Minimum wage laws are a trailing benefit. Always behind the times. Every raise to the minimum wage is a (partial) catch up to where it really should be in terms of the concept of a living wage (for anyone - not the Republican talking point, entirely invented out of thin air, that it's meant to be for teenagers with part time jobs).
Those business owners, until each advance, are already making out at the benefit of their workers. So you can blame poor planning, poor foresight there.
And if that's still a painful pill to swallow, rather than "government hates small business", then as another reminder - you have no constitutional right to a profitable business.
I don't think you understand how businesses even work. If a company has to charge X amount to stay above water, and you raise wages, X has to increase. This isn't about some "constitutional right to a profitable business." It's that if the business isn't profitable, it goes under, and then no one has a job because there's no money to pay them with. Is that what you want?
I am saying businesses KNOW that the minimum wage is behind where it should be, so when it rises to where it should be, that is not an attack on them. They should have foresight. The minimum wage rising is making those employees whole, not giving them an advantage.
Yes, costs increase. Failure to plan for that is poor planning. Maybe you should have smaller expenses, instead of expecting society to allow you to underpay employees. Maybe the owner doesn't need a new Mercedes or a second international vacation for their family that year.
If paying workers a liveable wage makes your business not profitable, then why is it on the workers to sacrifice to keep you in the black? Small business owners are often all about bootstraps and such, but believe themselves to be an inviolate part of America.
To be very clear, small business is very important. However, it is not more important than people being able to afford food and shelter. The poverty line, which is used to help determine the minimum wage, is set at "3 times the cost of minimum dietary requirements in 1963". It doesn't cover shelter at all.
Looking at inflation alone, minimum wage should be hitting or exceeding $20/hr. Small businesses who have coasted - or struggled - paying employees $7.25/hr for DECADES (fun fact, the gap between minimum wage increases gets longer and longer every cycle) shouldn't be expecting a free ride just because "small business!"
There are ways to have a profitable business that pays an appropriate wage. Sometimes that comes at the cost of owner dividends. So be it.
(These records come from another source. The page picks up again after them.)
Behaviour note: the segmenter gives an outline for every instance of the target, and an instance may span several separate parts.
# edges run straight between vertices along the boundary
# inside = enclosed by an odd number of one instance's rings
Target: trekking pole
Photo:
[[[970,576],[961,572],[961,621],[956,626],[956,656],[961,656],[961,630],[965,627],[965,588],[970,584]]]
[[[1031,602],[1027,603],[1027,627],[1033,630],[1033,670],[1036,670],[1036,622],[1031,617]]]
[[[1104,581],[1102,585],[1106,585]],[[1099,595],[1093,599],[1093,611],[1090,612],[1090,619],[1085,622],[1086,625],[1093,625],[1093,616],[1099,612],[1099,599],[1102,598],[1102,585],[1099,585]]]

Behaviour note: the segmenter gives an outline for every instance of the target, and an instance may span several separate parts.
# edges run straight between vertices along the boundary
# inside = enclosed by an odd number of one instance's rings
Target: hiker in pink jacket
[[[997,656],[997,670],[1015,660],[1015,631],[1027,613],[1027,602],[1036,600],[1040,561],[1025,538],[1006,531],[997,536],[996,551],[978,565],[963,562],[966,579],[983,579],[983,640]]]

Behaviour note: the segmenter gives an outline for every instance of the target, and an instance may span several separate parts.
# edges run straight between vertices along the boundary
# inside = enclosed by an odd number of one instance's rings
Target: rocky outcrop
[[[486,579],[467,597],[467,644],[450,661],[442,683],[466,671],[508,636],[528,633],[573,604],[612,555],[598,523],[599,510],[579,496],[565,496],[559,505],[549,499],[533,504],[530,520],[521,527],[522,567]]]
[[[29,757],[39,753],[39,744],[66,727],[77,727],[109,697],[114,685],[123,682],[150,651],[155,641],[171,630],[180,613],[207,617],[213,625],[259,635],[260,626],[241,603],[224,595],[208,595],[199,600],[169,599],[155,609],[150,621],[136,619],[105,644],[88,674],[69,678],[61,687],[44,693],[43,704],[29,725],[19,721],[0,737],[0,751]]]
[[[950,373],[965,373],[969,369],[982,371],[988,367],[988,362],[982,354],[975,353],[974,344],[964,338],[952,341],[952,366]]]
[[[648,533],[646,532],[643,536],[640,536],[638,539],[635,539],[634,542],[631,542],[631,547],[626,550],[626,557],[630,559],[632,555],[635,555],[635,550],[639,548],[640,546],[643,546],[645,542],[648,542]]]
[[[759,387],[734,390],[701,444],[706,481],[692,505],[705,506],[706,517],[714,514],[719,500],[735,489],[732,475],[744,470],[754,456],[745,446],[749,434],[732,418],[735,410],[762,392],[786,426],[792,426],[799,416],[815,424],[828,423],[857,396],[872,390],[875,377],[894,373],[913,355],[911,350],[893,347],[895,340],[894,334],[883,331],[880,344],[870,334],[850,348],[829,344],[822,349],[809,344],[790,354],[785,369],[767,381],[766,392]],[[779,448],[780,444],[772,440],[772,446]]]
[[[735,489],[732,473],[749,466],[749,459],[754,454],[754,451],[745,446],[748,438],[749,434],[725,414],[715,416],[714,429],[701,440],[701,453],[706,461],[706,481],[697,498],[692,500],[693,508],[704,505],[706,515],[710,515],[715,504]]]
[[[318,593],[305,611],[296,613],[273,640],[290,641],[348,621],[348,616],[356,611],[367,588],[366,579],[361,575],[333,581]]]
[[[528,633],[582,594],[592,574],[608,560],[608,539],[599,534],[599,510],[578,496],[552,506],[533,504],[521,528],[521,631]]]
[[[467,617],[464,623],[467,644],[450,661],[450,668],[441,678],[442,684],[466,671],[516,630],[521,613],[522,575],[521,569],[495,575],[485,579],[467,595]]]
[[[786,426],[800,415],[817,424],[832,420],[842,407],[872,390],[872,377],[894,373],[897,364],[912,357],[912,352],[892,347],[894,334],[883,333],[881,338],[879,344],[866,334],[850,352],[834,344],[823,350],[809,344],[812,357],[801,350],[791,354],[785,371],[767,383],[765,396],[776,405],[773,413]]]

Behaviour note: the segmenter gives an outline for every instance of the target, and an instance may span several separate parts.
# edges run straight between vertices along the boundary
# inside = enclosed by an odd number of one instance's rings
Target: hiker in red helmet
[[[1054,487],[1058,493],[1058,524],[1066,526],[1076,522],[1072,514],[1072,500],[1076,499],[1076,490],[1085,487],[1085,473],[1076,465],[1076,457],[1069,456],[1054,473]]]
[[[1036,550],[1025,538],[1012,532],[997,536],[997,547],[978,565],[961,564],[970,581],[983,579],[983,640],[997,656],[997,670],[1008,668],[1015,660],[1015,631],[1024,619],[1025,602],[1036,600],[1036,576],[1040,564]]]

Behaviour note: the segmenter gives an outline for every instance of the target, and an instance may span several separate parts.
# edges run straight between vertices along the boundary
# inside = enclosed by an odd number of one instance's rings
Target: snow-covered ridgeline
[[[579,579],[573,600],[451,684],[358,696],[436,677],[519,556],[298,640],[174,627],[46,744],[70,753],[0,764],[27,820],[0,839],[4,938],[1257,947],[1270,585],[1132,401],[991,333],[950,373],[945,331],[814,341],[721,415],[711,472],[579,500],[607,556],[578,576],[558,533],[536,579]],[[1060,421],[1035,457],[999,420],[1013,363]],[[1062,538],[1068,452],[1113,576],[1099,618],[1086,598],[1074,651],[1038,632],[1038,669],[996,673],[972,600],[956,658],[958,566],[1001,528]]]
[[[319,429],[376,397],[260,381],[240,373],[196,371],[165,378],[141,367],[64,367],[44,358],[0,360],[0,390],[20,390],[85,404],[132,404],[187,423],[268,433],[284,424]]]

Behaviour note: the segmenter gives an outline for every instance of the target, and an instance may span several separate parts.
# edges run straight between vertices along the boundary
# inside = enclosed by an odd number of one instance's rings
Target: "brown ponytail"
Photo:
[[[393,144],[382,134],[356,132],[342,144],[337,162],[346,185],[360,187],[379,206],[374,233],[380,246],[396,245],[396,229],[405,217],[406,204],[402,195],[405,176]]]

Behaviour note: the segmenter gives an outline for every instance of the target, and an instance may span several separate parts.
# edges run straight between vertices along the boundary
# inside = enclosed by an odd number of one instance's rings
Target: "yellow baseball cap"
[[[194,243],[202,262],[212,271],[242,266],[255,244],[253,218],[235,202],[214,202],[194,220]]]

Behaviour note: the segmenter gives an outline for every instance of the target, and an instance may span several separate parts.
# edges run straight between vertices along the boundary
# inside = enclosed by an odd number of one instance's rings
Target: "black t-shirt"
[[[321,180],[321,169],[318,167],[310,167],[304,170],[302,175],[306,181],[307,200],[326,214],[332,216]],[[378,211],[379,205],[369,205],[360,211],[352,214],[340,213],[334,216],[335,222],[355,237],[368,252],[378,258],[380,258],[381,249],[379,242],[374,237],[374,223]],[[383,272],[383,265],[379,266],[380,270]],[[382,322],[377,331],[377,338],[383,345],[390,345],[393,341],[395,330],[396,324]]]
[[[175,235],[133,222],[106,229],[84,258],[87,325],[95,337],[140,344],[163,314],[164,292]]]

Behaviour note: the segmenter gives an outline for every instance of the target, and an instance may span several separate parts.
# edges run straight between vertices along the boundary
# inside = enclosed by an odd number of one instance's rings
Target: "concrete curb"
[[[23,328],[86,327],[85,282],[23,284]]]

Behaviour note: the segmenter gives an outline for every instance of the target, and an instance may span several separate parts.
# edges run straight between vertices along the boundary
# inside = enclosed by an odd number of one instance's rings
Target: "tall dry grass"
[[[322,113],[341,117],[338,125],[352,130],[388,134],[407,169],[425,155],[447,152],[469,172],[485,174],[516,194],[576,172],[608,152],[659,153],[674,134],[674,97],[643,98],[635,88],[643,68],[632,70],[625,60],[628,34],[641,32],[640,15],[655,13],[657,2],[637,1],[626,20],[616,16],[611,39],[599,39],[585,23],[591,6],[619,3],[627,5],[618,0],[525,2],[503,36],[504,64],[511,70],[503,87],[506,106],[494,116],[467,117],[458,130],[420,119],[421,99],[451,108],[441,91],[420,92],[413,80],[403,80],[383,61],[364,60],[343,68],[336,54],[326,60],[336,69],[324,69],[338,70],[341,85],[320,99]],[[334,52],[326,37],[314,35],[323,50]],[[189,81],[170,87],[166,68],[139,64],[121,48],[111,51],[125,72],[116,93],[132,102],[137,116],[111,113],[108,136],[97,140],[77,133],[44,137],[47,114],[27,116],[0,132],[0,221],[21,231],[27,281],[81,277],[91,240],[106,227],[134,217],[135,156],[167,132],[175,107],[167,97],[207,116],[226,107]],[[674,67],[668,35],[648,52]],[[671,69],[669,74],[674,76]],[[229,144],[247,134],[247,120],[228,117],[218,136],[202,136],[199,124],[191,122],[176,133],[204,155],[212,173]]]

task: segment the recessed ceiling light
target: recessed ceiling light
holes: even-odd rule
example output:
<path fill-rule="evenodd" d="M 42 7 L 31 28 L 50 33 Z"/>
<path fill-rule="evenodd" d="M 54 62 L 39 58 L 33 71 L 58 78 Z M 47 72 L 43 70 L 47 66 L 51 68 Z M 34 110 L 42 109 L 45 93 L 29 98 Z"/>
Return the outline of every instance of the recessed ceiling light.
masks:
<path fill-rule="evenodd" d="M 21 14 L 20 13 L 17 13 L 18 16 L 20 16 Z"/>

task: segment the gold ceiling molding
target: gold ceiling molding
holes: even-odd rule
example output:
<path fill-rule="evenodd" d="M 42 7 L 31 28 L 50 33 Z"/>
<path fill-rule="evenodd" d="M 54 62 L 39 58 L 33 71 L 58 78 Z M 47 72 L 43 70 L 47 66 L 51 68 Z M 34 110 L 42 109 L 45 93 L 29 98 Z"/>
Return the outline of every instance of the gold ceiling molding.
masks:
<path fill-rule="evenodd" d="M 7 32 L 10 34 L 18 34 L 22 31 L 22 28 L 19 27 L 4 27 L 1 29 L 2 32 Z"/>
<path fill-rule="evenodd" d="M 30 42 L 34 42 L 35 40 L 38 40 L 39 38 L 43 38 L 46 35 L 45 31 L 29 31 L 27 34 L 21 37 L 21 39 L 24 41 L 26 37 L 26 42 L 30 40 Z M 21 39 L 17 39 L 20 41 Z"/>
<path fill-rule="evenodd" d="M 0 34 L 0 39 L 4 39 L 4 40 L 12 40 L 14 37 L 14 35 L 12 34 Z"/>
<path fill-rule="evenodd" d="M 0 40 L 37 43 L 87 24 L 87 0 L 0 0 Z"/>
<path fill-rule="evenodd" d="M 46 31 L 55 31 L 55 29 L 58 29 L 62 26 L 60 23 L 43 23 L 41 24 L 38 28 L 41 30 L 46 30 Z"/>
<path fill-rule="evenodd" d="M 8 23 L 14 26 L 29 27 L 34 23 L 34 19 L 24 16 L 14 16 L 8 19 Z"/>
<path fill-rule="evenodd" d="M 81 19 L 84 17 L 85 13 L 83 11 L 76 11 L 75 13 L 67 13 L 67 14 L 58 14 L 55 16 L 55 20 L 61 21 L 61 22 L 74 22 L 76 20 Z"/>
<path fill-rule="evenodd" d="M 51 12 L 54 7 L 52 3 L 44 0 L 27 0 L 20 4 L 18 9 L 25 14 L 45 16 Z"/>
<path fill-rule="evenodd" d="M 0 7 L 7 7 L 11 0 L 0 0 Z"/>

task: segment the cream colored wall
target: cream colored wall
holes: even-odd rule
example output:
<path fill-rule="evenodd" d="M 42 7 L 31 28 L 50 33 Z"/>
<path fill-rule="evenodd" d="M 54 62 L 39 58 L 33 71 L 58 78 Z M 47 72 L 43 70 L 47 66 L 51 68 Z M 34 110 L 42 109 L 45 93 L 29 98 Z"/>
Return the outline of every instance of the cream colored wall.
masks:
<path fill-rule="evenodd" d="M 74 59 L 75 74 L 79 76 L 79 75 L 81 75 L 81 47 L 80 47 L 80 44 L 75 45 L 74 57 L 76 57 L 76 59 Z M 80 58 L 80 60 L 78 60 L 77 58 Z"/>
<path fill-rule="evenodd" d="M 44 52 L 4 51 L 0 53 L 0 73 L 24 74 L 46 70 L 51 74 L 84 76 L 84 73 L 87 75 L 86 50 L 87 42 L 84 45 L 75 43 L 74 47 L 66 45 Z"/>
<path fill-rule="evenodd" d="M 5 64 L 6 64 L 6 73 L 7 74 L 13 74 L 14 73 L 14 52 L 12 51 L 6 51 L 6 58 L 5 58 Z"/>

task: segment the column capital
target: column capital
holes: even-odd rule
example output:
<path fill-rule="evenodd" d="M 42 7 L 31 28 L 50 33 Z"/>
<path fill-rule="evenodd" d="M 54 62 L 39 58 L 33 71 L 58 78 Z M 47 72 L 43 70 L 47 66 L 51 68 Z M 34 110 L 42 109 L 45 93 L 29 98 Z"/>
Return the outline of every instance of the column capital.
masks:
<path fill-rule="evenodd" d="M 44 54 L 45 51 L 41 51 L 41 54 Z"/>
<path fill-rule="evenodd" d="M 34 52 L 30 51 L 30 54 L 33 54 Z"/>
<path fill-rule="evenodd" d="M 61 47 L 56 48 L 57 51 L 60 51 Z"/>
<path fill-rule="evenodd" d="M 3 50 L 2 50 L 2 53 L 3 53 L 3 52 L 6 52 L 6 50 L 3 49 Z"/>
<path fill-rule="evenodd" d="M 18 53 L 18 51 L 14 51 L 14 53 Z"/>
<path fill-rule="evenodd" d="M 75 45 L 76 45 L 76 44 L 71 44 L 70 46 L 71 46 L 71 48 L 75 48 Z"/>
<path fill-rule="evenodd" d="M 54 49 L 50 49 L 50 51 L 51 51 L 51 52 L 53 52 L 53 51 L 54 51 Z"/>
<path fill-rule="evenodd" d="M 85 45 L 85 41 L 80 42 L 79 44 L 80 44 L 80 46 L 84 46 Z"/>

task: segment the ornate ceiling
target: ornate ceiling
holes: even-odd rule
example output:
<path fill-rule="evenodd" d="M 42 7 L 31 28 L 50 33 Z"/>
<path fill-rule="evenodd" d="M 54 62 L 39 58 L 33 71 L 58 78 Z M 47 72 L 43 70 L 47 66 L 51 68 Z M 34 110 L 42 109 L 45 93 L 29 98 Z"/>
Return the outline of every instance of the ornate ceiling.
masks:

Minimum wage laws are a trailing benefit. Always behind the times. Every raise to the minimum wage is a (partial) catch up to where it really should be in terms of the concept of a living wage (for anyone - not the Republican talking point, entirely invented out of thin air, that it's meant to be for teenagers with part time jobs).
Those business owners, until each advance, are already making out at the benefit of their workers. So you can blame poor planning, poor foresight there.
And if that's still a painful pill to swallow, rather than "government hates small business", then as another reminder - you have no constitutional right to a profitable business.